Emer Smyth, head of the social research division at the Economic and Social Research Institute, says that the tables are misleading and have no positive impact on Irish education, suggesting that a better approach would look at test scores in junior cycle and compare them to progress at Leaving Cert level. As things stand, however, junior cycle results data is not made available by the State.
The parent view: Paul Roulston, communications director, National Parents Council Post-Primary
“We don’t like the feeder school lists that come out every year because they only reflect the academic aspect of a school – and it’s not the most important aspect.
“What do parents look for in a school? That their child will be happy and healthy. That they will be supported in all aspects of their personalities, talents and skills.
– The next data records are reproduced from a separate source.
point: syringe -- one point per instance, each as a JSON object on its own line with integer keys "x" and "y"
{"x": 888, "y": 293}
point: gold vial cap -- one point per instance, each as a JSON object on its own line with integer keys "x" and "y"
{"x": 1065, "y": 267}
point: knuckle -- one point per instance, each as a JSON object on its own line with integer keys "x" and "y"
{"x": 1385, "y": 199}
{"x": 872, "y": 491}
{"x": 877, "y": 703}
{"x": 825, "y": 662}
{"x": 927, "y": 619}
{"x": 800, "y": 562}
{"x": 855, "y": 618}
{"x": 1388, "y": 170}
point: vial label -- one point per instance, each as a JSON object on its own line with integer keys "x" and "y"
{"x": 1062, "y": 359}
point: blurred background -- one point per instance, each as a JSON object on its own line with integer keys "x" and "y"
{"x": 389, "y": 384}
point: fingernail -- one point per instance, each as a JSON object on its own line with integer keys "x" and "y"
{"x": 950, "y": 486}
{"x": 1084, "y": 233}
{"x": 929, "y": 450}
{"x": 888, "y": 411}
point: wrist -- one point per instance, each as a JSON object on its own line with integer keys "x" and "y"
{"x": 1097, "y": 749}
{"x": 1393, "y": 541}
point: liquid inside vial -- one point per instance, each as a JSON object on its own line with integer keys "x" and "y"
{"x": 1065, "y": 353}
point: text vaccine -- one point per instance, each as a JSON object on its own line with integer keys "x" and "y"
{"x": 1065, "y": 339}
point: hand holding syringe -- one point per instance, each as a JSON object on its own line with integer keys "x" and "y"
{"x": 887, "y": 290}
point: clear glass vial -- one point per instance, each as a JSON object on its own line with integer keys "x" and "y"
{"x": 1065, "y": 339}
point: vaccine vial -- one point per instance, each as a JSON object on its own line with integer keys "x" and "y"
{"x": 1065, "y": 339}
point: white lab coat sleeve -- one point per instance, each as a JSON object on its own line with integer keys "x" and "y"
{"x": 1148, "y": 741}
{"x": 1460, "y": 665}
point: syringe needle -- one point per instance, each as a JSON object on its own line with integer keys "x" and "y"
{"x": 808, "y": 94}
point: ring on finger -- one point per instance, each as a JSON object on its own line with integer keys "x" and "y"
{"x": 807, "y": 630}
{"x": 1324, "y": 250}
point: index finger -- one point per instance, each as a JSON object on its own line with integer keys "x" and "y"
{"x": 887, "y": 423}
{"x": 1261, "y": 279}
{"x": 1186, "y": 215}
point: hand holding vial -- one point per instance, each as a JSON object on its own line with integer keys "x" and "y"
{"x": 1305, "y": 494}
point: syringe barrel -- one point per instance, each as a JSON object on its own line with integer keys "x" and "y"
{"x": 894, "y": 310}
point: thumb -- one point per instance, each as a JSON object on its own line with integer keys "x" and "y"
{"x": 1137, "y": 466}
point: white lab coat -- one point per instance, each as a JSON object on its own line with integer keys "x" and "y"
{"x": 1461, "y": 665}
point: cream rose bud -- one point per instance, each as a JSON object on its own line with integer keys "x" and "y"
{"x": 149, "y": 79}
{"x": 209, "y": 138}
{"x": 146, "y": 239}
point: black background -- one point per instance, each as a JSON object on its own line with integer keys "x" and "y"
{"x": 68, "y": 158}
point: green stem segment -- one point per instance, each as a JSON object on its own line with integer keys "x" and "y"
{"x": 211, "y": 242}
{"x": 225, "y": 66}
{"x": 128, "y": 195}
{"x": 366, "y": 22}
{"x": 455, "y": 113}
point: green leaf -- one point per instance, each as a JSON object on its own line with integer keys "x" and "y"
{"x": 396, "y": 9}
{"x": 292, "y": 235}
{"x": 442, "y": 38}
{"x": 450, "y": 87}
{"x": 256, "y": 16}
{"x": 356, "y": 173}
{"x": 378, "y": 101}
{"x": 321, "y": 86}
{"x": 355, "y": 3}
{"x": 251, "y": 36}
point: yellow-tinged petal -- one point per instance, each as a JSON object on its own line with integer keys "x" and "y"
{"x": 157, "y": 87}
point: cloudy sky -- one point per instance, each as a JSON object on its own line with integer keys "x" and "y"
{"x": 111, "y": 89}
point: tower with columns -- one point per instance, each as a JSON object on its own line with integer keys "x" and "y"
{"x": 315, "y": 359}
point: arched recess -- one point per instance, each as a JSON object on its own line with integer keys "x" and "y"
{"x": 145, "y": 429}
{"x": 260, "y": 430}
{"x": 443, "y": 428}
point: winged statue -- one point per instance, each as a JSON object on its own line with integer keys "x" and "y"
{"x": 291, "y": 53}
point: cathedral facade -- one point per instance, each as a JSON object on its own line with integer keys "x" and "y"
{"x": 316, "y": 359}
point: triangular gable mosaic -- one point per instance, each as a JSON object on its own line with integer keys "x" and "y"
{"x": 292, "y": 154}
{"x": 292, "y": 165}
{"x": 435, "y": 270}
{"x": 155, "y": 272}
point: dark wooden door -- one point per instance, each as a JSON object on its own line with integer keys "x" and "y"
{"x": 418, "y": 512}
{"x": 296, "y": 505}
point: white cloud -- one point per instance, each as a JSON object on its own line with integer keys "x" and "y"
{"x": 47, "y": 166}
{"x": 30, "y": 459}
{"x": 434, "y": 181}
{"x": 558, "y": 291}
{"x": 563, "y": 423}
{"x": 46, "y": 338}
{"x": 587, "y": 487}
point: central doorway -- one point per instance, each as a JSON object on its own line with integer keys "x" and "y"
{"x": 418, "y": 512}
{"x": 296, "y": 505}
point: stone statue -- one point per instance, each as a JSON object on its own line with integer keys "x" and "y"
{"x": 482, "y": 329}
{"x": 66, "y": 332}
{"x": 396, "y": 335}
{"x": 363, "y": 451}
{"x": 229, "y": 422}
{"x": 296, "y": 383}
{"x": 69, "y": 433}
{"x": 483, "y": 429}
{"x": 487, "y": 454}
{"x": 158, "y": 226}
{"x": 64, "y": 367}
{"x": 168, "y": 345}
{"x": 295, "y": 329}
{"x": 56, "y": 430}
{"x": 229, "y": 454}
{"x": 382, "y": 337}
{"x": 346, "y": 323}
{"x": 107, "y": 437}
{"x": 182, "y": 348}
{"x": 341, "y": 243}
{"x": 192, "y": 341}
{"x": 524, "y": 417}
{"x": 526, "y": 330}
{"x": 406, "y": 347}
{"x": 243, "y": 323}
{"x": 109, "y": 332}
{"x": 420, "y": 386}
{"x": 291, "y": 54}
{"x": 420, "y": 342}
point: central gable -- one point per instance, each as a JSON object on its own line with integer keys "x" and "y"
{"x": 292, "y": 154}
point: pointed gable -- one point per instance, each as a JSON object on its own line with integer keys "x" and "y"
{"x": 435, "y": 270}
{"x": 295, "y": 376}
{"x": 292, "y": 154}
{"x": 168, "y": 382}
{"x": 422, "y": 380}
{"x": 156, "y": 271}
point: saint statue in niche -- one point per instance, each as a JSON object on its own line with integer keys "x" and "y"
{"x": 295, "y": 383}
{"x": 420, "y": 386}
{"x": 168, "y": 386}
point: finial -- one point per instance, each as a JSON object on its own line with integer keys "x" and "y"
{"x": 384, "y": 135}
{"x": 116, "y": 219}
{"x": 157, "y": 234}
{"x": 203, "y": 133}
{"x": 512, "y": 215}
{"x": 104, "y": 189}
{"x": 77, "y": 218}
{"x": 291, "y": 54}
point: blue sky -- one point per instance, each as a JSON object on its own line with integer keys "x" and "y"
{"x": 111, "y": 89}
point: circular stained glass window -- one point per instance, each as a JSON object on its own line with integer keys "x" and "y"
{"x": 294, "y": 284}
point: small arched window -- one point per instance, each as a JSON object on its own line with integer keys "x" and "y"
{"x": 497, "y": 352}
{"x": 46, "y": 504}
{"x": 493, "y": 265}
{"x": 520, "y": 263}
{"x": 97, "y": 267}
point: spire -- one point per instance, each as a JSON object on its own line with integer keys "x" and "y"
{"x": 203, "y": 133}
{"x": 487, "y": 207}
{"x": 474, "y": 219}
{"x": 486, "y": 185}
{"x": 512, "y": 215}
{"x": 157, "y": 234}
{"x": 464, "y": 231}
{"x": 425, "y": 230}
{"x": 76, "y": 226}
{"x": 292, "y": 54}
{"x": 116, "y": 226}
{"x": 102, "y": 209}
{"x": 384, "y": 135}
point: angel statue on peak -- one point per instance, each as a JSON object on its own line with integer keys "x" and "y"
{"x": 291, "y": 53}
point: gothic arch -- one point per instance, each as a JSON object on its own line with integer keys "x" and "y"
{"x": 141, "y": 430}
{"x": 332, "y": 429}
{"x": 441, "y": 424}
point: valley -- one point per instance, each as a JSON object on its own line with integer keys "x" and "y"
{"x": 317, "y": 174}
“Most parents speak to other parents in the school they look to and glean their information through that. They may look at the league tables for the academic perspective but we don’t think it’s the most important factor for them.
“By and large, parents tend to send their child to the local school in the local area. Most schools and teachers work hard and serve pupils well. Of course there can be difficulties that pertain to school leadership but overall they work very hard. “Most schools are transparent and the student-parent charter, currently working its way through the Dáil, is definitely going to bolster transparency and the relationships between schools and parents.”
The teacher view: Ann Piggott, president of the Association of Secondary Teachers in Ireland (ASTI)
“The question for me is this: do these tables contribute to a more equal society for our young people? In the UK, there is abundant evidence that league tables – which have been published by newspapers since the early 1990s – favour schools that are already advantaged.
“League tables do not capture the hugely relational nature of teaching and the emotional energy that goes into it. League tables discard the challenges faced (and often overcome) by young people as they navigate their way through the teenage years. League tables ignore the fact that a good school will have its own goals and objectives, based on the needs of each of its students. League tables say nothing about the resources available to teachers and the impact of large class sizes on teaching and learning.
“League tables should come with a warning: not everything that matters can be measured.
“This is not to say that schools cannot be accountable. In Ireland, second-level schools are subject to a range of accountability mechanisms. These include: boards of management (which include parent and community representatives); an array of rigorous inspection processes, the findings of which are published on the internet; and numerous legislative acts (for example, the Education Act, Education Welfare Act, Equal Status Act) which set out the statutory obligations of schools. As workplaces, schools are highly open and transparent.”